Defense Distributed, a self-described private-defense firm, has received more than 600 orders for 10 gun templates since Monday, when a Seattle judge indefinitely blocked the firm from making its instructions available for download to print fully functional firearms at home using 3-D printers.

The Austin, Texas-based organization has also raised more than $200,000 in the past week thanks to the attention Defense Distributed has received since it was sued along with the Trump administration over the blueprints’ availability.

“I’m following the court order,” Cody Wilson, director of Defense Distributed, said by phone. “I’m not ignoring it or doing anything in spite of it.” Wilson added that the suit hasn’t prevented anything. “All the congratulatory rhetoric about stopping the guns — no, you haven’t accomplished what you wanted,” he said.

The judge also ridiculed the U.S. government’s argument downplaying the public safety threat from the weapons. Defense Distributed contended that untraceable guns are already prohibited under federal law. That argument “rings hollow,” U.S. District Judge Robert Lasnik wrote, because the nonprofit is trying to remove regulatory hurdles to allow such weapons to be made.

Lasnik said in his ruling that regulation under the federal Arms Export Control Act “means that the files cannot be uploaded to the internet, but they can be emailed, mailed, securely transmitted, or otherwise published within the United States.”

Josh Blackman, a lawyer for Defense Distributed, said Tuesday that Lasnik’s ruling allows the plans to be sold without breaking the law.

The firearms industry has largely ignored the 3-D gun debate. The National Shooting Sports Foundation, which lobbies on behalf of gun makers, noted that homemade guns have long been legal in the United States but the trend of hobbyists making their own firearms has never run a risk to commercial gun makers in the past.

Washington state Attorney General Bob Ferguson, who spearheaded the states’ case, on Tuesday blamed the Trump administration for not taking a hard stand against 3-D printed guns.
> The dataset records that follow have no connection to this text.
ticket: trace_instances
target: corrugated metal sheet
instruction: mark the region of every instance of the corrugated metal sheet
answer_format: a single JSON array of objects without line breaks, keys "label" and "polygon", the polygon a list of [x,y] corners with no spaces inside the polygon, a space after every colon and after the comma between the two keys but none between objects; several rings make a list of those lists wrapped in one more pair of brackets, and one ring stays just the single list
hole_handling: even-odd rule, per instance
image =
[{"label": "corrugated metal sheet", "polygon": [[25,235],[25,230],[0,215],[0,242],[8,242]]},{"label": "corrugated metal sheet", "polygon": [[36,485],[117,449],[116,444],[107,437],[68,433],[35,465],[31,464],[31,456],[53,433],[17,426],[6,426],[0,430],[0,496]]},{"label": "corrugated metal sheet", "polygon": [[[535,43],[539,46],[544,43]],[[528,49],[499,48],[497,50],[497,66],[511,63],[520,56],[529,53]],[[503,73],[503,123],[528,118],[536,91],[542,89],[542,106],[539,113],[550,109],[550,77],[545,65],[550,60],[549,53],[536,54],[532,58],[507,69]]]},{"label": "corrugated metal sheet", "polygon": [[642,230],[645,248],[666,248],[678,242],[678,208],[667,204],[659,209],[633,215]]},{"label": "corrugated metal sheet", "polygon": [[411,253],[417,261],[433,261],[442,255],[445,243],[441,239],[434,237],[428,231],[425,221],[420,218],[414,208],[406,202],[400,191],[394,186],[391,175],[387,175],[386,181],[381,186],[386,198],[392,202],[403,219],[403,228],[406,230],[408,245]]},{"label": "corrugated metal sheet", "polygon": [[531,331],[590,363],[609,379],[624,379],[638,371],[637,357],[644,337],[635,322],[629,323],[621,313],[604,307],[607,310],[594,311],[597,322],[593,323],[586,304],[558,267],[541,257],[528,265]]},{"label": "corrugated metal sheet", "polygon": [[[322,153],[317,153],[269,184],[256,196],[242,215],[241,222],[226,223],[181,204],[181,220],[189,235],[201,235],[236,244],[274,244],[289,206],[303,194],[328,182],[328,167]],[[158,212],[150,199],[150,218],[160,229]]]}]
“Because of our lawsuit, it is once again illegal to post downloadable gun files to the Internet,” he said in a statement. “I trust the federal government will hold Cody Wilson, a self-described ‘crypto-anarchist,’ accountable to that law. If they don’t, President Trump will be responsible for anyone who is hurt or killed as a result of these weapons.”

Blackman said in an interview Tuesday that it’s up to buyers to name their own price for the blueprints, plus a $7 shipping fee. Defense Distributed is using the proceeds to launch a new website and expand its 3-D gun blueprint offerings, while cover the group’s legal costs, said Wilson.

“Everyone who wants these files will get them,” said Wilson. “We will be way more successful now.”

The Defense Distributed website displays a map of the U.S. showing that the blueprints aren’t being sold to residents of the 19 “blue” states that brought the lawsuit.

“Oops. You are behind the blue wall,” the web page reads. “Your masters say you can’t be trusted with this information.”